Risque thermique et travail : focus sur les secteurs les plus exposés
Si toutes les entreprises sont concernées par la canicule, certains secteurs font face à un risque thermique particulièrement élevé : BTP, agriculture, industrie agroalimentaire, restauration, logistique. Dans ces environnements, la chaleur peut rapidement provoquer des effets graves sur la santé : crampes, épuisement thermique, coup de chaleur, potentiellement mortel. Le risque thermique est un composante des risques climatiques auxquels les entreprises et leurs salarié.es sont exposés, mais aussi les infrastructures. On distingue généralement les risques physiques : inondations, sécheresses, tempêtes, vagues de chaleur, qui affectent directement les sites et les opérations suvr place, des risques de transition, qui sont eux liés aux évolutions réglementaires et aux changements de marché induits par la transition bas carbone. Cartographier l'ensemble de ces risques est la première étape indispensable avant de construire une stratégie d'adaptation cohérente, qui dépasse la seule gestion d'urgence en période de canicule.

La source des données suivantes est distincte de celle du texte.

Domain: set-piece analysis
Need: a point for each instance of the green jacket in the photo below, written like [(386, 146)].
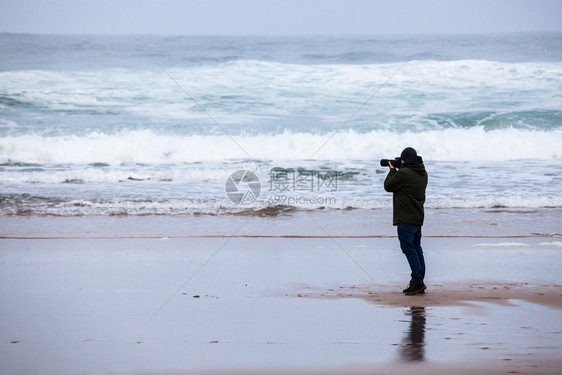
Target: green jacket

Les activités d'une entreprise et par conséquent le travail quotidien des employé.es peuvent continuer en cas de canicule, cependant l'employeur doit évaluer les risques qui pèsent sur ses salarié.es et doit mettre en place des mesures de prévention et d'aménagement des conditions de travail : les horaires, le nombre de pauses, l'accès à l'eau, aménager les bureaux, etc. Les obligations légales de l'employeur face à la canicule s'inscrivent d'ailleurs dans un cadre plus large : celui du 3ème Plan National d'Adaptation au Changement Climatique (PNACC-3). Ce plan structure, à l'échelle nationale, l'anticipation des risques climatiques pour les entreprises, bien au-delà de la seule gestion d'urgence en période de vigilance rouge. Il invite les organisations à dépasser la réaction au coup par coup pour construire une véritable stratégie d'adaptation : cartographie des risques, plans de continuité d'activité, adaptation des bâtiments et des organisations de travail. Le risque thermique n'est qu'une des facettes d'un enjeu plus vaste, que le PNACC-3 ambitionne de structurer durablement.

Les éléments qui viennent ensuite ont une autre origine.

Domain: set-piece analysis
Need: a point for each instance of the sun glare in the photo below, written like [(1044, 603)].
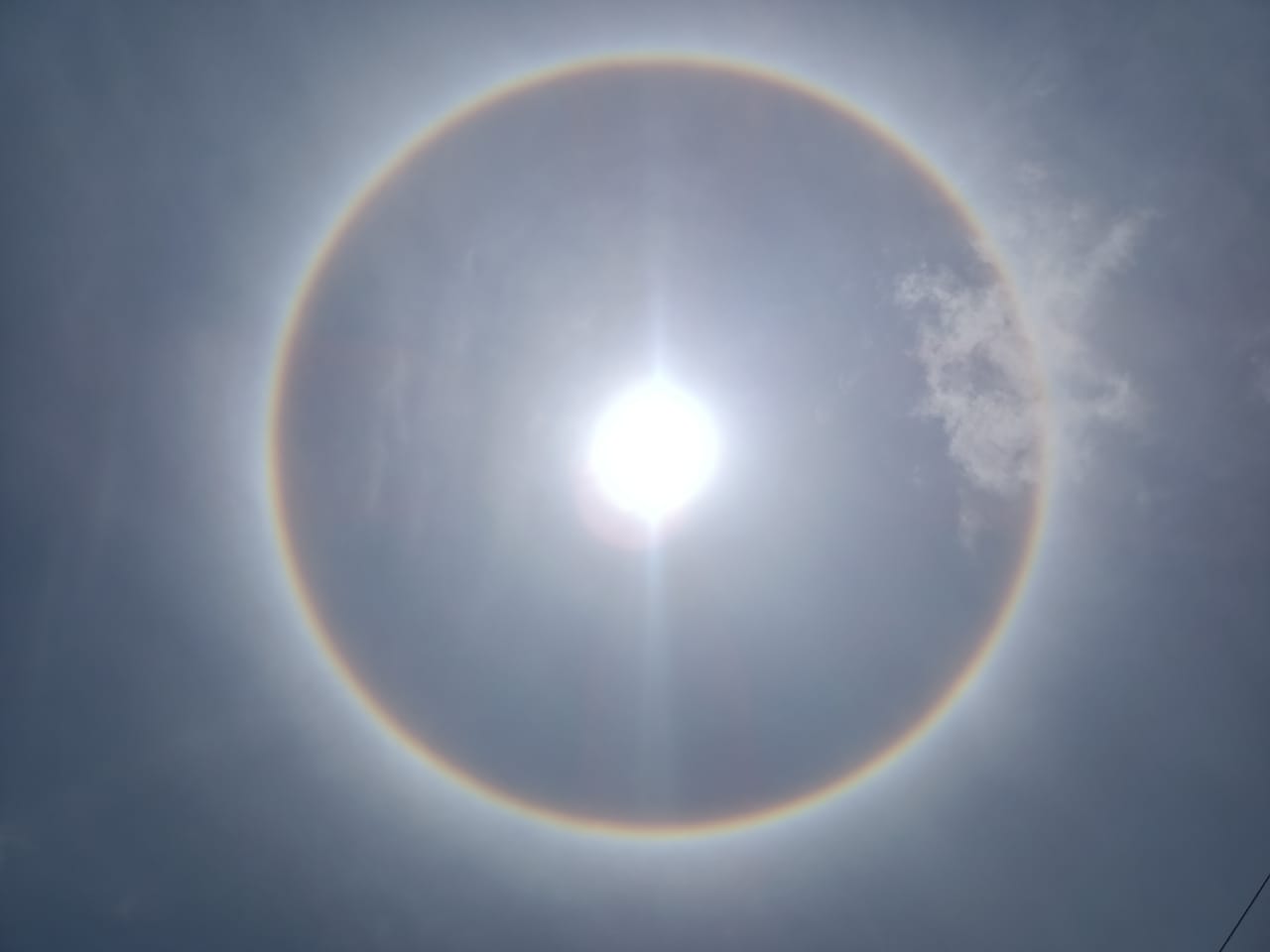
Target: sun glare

L'identification et la cartographie des risques climatiques est une première étape nécessaire, mais elle ne suffit pas à anticiper leur matérialisation concrète. Le stress test climatique permet d'aller plus loin : il consiste à simuler l'exposition de l'entreprise à différents scénarios climatiques : vagues de chaleur répétées, événements extrêmes, trajectoires de réchauffement à horizon 2030, 2050, pour évaluer leur impact opérationnel et financier avant qu'ils ne se produisent. C'est un outil stratégique de plus en plus attendu par les investisseurs et les assureurs, au même titre que les exercices de stress test financier classiques.

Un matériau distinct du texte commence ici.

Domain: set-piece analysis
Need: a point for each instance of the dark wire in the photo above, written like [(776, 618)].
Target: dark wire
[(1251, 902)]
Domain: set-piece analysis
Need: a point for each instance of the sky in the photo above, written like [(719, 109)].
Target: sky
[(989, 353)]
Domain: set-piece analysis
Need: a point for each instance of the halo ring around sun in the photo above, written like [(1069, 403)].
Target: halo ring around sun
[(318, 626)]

Les signaux d'alerte à surveiller chez les salariés
- Maux de tête intenses, vertiges, nausées
- Confusion, désorientation, perte de conscience
- Peau chaude et sèche (absence de transpiration : signe de coup de chaleur)
- Crampes musculaires persistantes
Face à ces symptômes, le protocole est clair : mettre le salarié à l'abri, le rafraîchir immédiatement et appeler les secours (15 ou 18). L'employeur doit s'assurer que l'ensemble du personnel encadrant connaît ces procédures d'urgence.
Au-delà des obligations légales, investir dans la prévention du risque thermique est aussi un levier de performance RH : absentéisme réduit, sécurité psychologique renforcée et image employeur soignée.